La belle-mère a poursuivi pour expulser sa belle-fille de l'appartement - et a gagné
Pendant des années, un couple a vécu dans un appartement appartenant à la mère du mari. Après la séparation, la femme y est restée avec les enfants et a affirmé : « Je suis aussi propriétaire du bien ». Mais le tribunal en a décidé autrement.

Le tribunal de la famille de Petah Tikva a récemment accueilli une plainte déposée par une femme pour l'expulsion de sa belle-fille — l'épouse séparée de son fils — d'un appartement dont elle est propriétaire. Le juge Daniel Sherez a rejeté l'argument de la belle-fille selon lequel l'appartement lui appartient également, et lui a ordonné de quitter les lieux d'ici octobre 2027.
Le couple a vécu dans l'appartement de la mère de 2009 jusqu'à la séparation, à la suite de laquelle le mari a quitté le domicile, tandis que son épouse et ses enfants y sont restés. En mai dernier, la belle-mère a déposé la plainte pour expulsion. Elle a déclaré que le bien lui sert de retraite pour ses vieux jours, cependant, sa belle-fille refuse catégoriquement de le lui rendre et continue d'y vivre sans payer de loyer.
« Je les ai laissés vivre là par souci et par bienveillance, a déclaré la belle-mère, mais je ne pensais pas qu'elle m'emmènerait là. »

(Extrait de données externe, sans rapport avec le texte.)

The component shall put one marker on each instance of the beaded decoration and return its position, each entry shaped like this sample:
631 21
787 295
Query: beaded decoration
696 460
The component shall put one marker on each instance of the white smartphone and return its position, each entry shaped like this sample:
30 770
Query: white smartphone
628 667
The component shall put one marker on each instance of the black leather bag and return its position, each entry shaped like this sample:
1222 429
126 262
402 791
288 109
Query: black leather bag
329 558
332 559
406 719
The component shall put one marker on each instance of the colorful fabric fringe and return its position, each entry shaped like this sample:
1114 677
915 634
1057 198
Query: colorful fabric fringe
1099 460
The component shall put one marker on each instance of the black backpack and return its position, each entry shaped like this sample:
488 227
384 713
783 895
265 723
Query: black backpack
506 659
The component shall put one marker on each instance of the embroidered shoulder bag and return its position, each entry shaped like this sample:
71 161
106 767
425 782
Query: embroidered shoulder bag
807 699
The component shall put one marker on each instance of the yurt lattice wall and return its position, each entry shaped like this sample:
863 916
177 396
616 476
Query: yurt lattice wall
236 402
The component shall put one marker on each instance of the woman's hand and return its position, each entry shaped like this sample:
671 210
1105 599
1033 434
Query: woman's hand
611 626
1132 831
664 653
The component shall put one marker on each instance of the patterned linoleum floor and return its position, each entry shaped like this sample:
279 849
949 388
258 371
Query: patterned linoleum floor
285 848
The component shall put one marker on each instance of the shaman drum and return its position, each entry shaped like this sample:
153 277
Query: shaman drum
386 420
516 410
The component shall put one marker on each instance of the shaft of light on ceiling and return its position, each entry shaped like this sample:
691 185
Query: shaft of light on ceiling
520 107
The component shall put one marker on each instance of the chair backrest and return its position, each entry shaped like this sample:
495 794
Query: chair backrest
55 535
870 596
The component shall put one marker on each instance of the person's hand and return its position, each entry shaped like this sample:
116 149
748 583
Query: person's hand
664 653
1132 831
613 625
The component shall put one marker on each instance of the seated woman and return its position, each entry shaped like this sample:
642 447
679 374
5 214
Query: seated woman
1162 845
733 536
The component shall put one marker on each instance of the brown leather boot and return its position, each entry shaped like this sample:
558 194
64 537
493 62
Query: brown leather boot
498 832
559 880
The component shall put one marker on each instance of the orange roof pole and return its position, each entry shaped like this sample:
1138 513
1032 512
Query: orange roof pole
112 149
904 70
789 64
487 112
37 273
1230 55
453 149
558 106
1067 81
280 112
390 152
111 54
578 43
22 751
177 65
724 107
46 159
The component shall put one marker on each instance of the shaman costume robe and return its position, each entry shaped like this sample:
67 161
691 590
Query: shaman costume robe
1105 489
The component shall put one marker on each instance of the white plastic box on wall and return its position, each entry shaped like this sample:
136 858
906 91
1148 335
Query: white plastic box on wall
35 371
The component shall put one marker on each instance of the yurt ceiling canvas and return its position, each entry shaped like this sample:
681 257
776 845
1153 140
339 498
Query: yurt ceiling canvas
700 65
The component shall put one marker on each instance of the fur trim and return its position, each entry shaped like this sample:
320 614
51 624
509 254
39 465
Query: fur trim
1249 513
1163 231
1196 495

Selon la plaignante, elle ne veut aucun lien avec l'épouse séparée de son fils et exige le départ immédiat de cette dernière. D'un autre côté, la belle-fille a revendiqué une « coopération spécifique » concernant l'appartement, ce qui ferait d'elle également une propriétaire. Elle a justifié cela par la longue durée du mariage, la rénovation prétendument effectuée par le couple et la promesse faite par sa belle-mère que le bien appartenait au couple. Selon elle, elle et son mari avaient reçu de sa mère un droit d'usage irrévocable.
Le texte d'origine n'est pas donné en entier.